The FCPA has been amended several times on issues related to the jurisdiction of multinational corporations, continuously interpreting and expanding the scope of application and jurisdiction of this law. One of the most significant of these amendments, the 1998 amendments, expanded the jurisdictional scope of the anti-bribery provisions [7]. The amendments include bribery committed outside of the United States by issuers and any United States person who is an officer, agent or employee of those issuers acting on the issuers' behalf [7]. This is the case "irrespective of whether such issuer or agent makes use of the mails or any means or instrumentality of interstate commerce in furtherance of” the corrupt payment [7]. These provisions expand the ability of U.S. regulators to enforce the FCPA's anti-bribery provisions against foreign companies and their agents, broaden the extraterritorial application of the FCPA, and make clear that the FCPA applies to foreign companies and foreign persons.
Over the years of judicial practice, the U.S. Department of Justice (DOJ) and the SEC have aggressively investigated and prosecuted multinational corporations for bribery. Although FCPA enforcement data has declined significantly since 2019 due to factors such as the post-pandemic era and geopolitics, the all-encompassing implementation of the FCPA demonstrates the U.S. government's determination to combat international corruption. The U.S. has clear jurisdiction to pursue bribery cases against relevant multinational corporations, but also resolves conflicts, conducts joint investigations, and coordinates management by cooperating with the anti-corruption agencies of other countries when encountering jurisdictional conflicts. Specific manifestations are: multinational law enforcement cooperation, sharing of information resources, non-prosecution agreements and deferred prosecution agreements, double retrospective immunity, transfer of cases and extradition, and so on. Through these measures, the United States has achieved outstanding success in resolving jurisdictional conflicts.
3.1.2. UK Bribery Act 2010 (Bribery Act 2010)
The UK Bribery Act, or Bribery Act 2010, came into force on July 1, 2011 and has been described as the toughest anti-corruption law in the world. The scope of application of the UKBA is broader than the FCPA and covers all forms of bribery, including bribery of the private sector.

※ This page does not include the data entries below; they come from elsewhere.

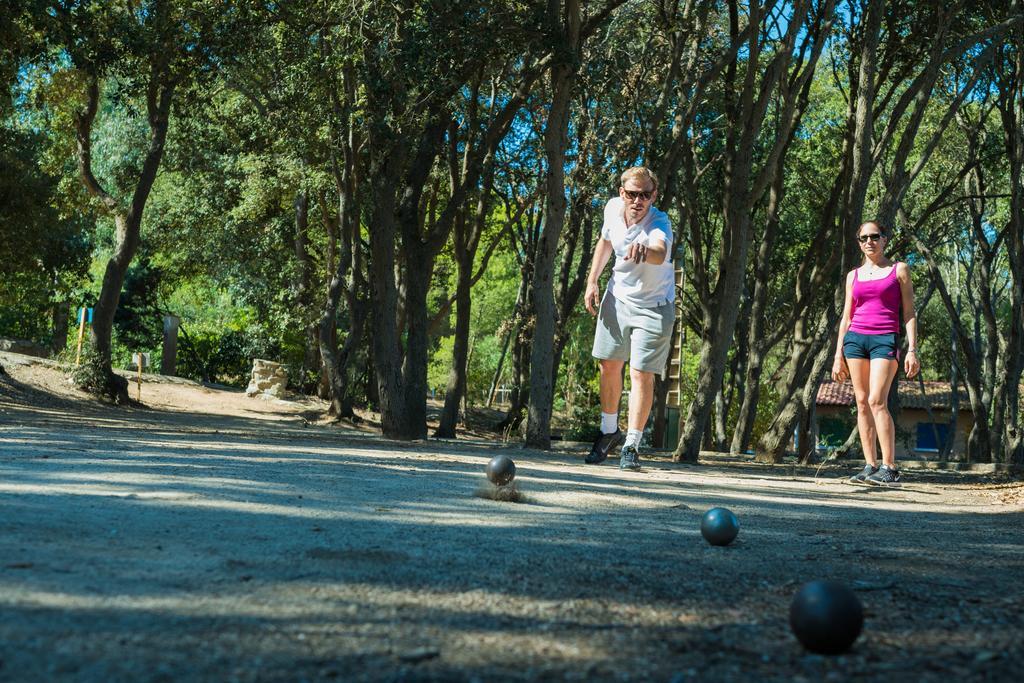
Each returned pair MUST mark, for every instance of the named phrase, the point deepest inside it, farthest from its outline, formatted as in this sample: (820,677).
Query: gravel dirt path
(216,538)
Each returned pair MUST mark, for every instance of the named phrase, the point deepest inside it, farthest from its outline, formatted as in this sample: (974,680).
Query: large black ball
(826,616)
(501,470)
(719,526)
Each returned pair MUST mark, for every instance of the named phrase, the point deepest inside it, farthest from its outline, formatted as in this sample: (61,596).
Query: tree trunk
(127,221)
(460,355)
(60,322)
(542,374)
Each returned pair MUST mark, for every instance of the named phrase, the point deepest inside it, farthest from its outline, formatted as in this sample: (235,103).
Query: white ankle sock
(609,423)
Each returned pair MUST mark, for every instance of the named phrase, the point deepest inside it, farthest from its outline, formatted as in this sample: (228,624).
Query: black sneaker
(863,474)
(603,445)
(885,476)
(630,460)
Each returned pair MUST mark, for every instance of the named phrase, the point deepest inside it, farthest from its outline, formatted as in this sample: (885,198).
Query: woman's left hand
(911,366)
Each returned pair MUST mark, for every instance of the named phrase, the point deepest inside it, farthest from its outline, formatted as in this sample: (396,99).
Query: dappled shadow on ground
(150,545)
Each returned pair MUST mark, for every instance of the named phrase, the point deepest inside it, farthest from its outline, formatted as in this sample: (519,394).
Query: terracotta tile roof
(937,394)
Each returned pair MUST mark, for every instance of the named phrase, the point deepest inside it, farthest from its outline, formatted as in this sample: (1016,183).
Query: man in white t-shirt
(635,316)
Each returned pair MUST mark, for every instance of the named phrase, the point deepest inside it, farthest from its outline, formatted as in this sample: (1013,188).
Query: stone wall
(24,347)
(268,379)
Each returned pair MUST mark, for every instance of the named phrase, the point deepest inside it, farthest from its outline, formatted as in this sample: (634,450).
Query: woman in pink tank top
(867,349)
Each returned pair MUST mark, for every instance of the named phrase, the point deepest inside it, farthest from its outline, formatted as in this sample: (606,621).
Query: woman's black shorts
(856,345)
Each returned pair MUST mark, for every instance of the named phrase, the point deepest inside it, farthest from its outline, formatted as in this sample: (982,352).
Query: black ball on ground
(501,470)
(826,616)
(719,526)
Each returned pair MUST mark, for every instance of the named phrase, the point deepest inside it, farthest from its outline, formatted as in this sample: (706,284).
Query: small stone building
(923,423)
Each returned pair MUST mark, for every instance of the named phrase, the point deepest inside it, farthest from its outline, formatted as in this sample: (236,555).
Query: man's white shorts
(642,336)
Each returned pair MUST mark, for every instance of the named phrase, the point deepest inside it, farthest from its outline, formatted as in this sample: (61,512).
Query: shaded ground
(252,544)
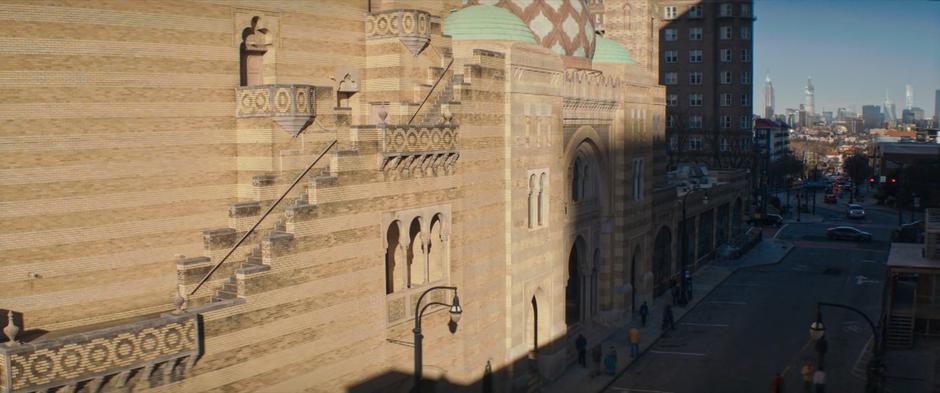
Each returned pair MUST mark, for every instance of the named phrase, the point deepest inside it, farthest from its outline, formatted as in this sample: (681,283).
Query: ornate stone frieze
(291,106)
(169,343)
(412,27)
(419,150)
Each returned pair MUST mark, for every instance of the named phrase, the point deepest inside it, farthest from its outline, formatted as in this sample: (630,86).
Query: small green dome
(486,22)
(609,51)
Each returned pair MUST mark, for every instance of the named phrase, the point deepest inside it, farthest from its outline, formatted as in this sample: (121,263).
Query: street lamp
(685,252)
(874,375)
(455,313)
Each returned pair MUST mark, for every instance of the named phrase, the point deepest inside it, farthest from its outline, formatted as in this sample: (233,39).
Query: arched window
(416,256)
(254,45)
(533,201)
(394,279)
(436,251)
(543,199)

In terms of jurisdiction, the UKBA has a very broad scope, covering not only bribery that takes place in the UK, but also bribery that takes place outside the UK and has a "close connection" to the UK, extending its jurisdiction to individuals and organizations, wherever they may be, that have a specific connection to the UK. The definition of "close connection" is multi-faceted and includes, but is not limited to, companies doing business with the UK, entities registered or operating in the UK, and UK-related activities undertaken by UK citizens or residents [8]. This helps the UK to combat and prevent bribery by multinational corporations globally.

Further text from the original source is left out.